Ci ha pensato Renzi, alle conseguenze concrete, pratiche, di quel suo decreto? Certo che no. Si preoccupa del fatto che gran parte dei processi e l’attività stessa del CSM verranno di fatto paralizzati? Quisquilie, evidentemente…
E per chiudere in bellezza (si fa per dire). Giorni fa Ilda Boccassini, “Ilda la rossa” ha raccontato che è stato aperto un procedimento nei suoi confronti, sulla base della segnalazione di un avvocato di un processo per mafia. Segnalazione forse infondata, o al contrario, fondata, non saprei dire, e comunque non è questo che qui interessa. Dice “la rossa”: “La cosa non mi preoccupa per niente, tanto che sono scoppiata a ridere. Ma poi ho riflettuto che un altro magistrato ha deciso di dare più credito a questo avvocato piuttosto che a me. E di fronte alla prospettiva della responsabilità civile, io temo soprattutto la cattiveria dei miei colleghi”. E se a temere la cattiveria dei suoi colleghi è “Ilda la rossa”, il cittadino cosa deve temere?

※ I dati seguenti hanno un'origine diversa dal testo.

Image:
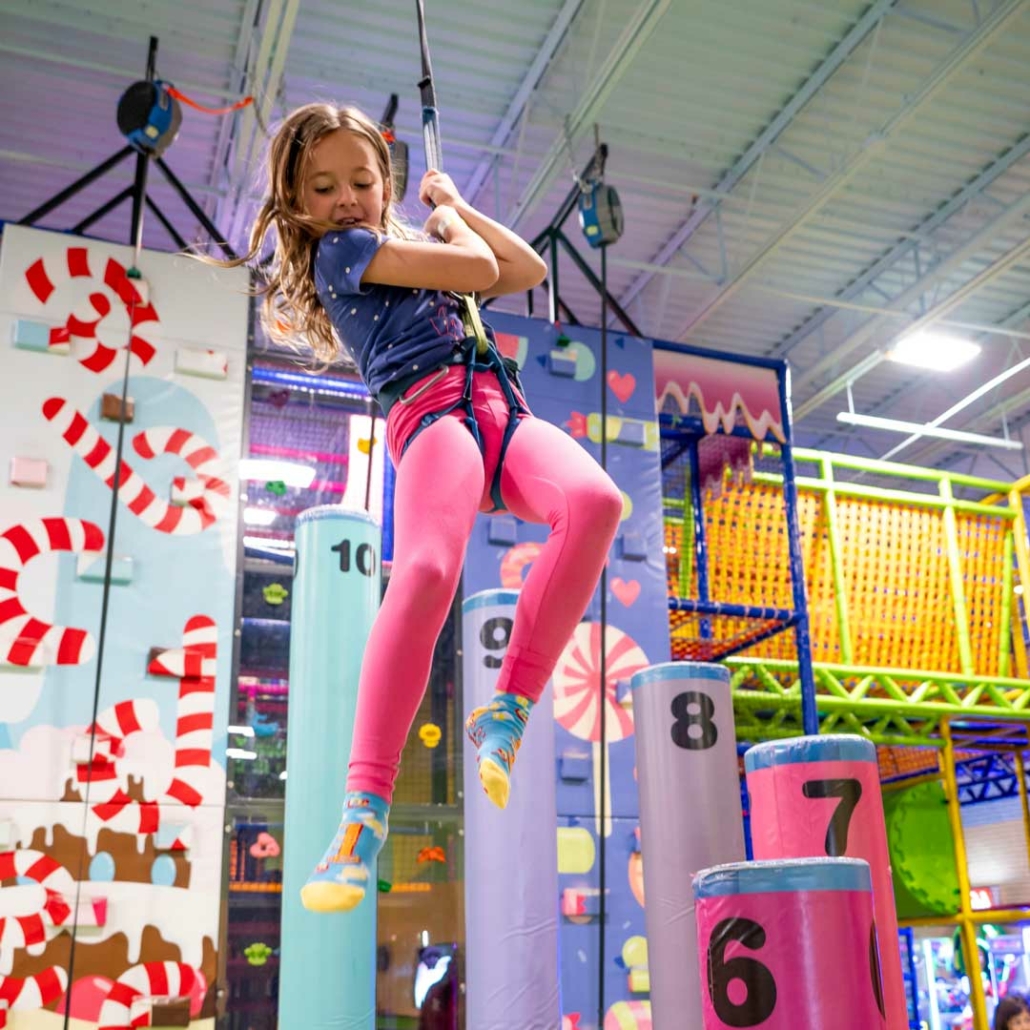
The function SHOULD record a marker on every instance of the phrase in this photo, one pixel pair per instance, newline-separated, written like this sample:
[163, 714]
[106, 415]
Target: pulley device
[598, 205]
[398, 149]
[149, 114]
[435, 159]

Altro episodio: una trasmissione televisiva di cui chi scrive è stato ospite. Si parla di piazza Fontana, la strage alla Banca dell’Agricoltura del dicembre 1969. C’è anche il giudice Guido Salvini, che sulla strage ha indagato a lungo. Mi scappa una domanda: “Da chi ha trovato i maggiori ostacoli?”. Immagino dica: i soliti deviati servizi, i politici del tempo… “All’inizio”, sillaba Salvini, “settori dei servizi segreti; poi molti miei colleghi”.
A questo punto sia il lettore a trarre il succo da questi fatti; è cosa che si può facilmente fare; a volerlo fare, naturalmente, e a essere messi in condizione di conoscere questi fatti, questa situazione.